This is a valuable disc as it carries forward, across approaching an hour of intense music-making, two very substantial four-movement chamber works of 1945. The same period also yielded two string quartets; they should be well worth hearing. The Quintet is in a world premiere recording while the Trio was once available on Olympia.
The Piano Trio has a sentimental and touching first movement. Then comes the gadfly woodpecker-rapidity of the scherzo. It's music smokingly heated - unstoppable. The Andante communicates as a funeral cortege with its motif related to the main theme in the first movement. It’s a typically withdrawn and melancholically dignified piece. Sviridov kicks over the traces by ending with an Idyll: Allegretto. With that title it might almost by Medtner but the music is quite other. What we hear is naïve at first but soon flies along in writing that would have suited Leonid Kogan. This has a Shostakovich-like furious ardour about it. This then resolves into a black soliloquising that teeters on the bladed edge between despair, negation and consolation. Sviridov studied with Shostakovich (1936-41) and this left traces on the Trio and the following Quintet.

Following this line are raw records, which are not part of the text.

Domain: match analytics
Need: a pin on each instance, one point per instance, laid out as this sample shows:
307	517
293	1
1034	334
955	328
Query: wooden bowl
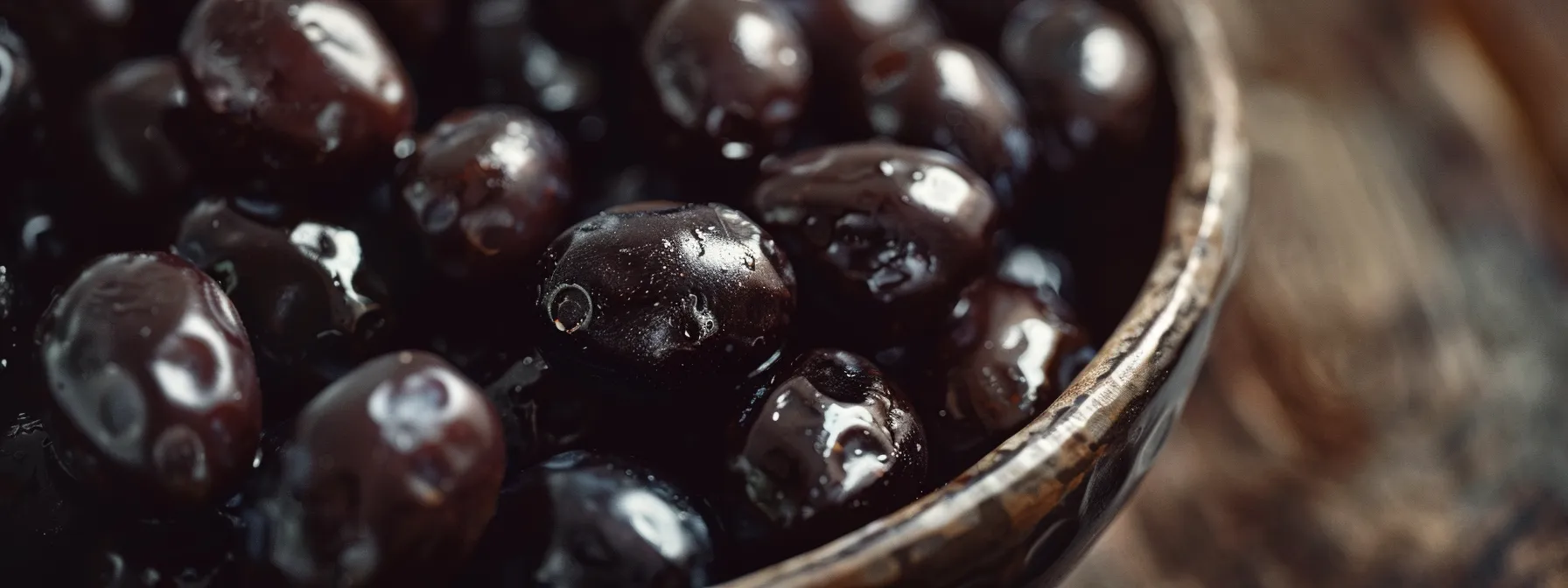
1032	507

The Piano Quintet in B minor is from the same year as the Piano Trio. It is rapaciously energetic and seems to be borne boisterously on high. Feeling like a celebration of victory, here is to be found sadness in triumph and joy twisted with loss. The music's happy energy has a hardhearted overlay, faint but noticeable. The Presto appears fuelled by a tirelessly scathing power. The third movement is a Molto adagio which becomes more brutal (6:10) as it seethes. The Quintet finishes with a set of Variations and a bubbling and ultimately ambiguous Allegro ma non tanto.
Romance from The Blizzard is a violin-led serenade - a touch sentimental but certainly moving. It is heard in a well-gauged arrangement by the Bonn Trio's violinist. The original - part of a nine-episode Pushkin-based suite - is for orchestra (reviewreview). Sviridov no doubt had many talents but having the knack for writing such a dewy charmer must have put him in heart's way for many listeners beyond the classical elite.
The recording supports the music and the playing. There is no weak partner. The notes are in German and English and cover all the necessary bases although I would have wished to have specific details for the premieres of these works.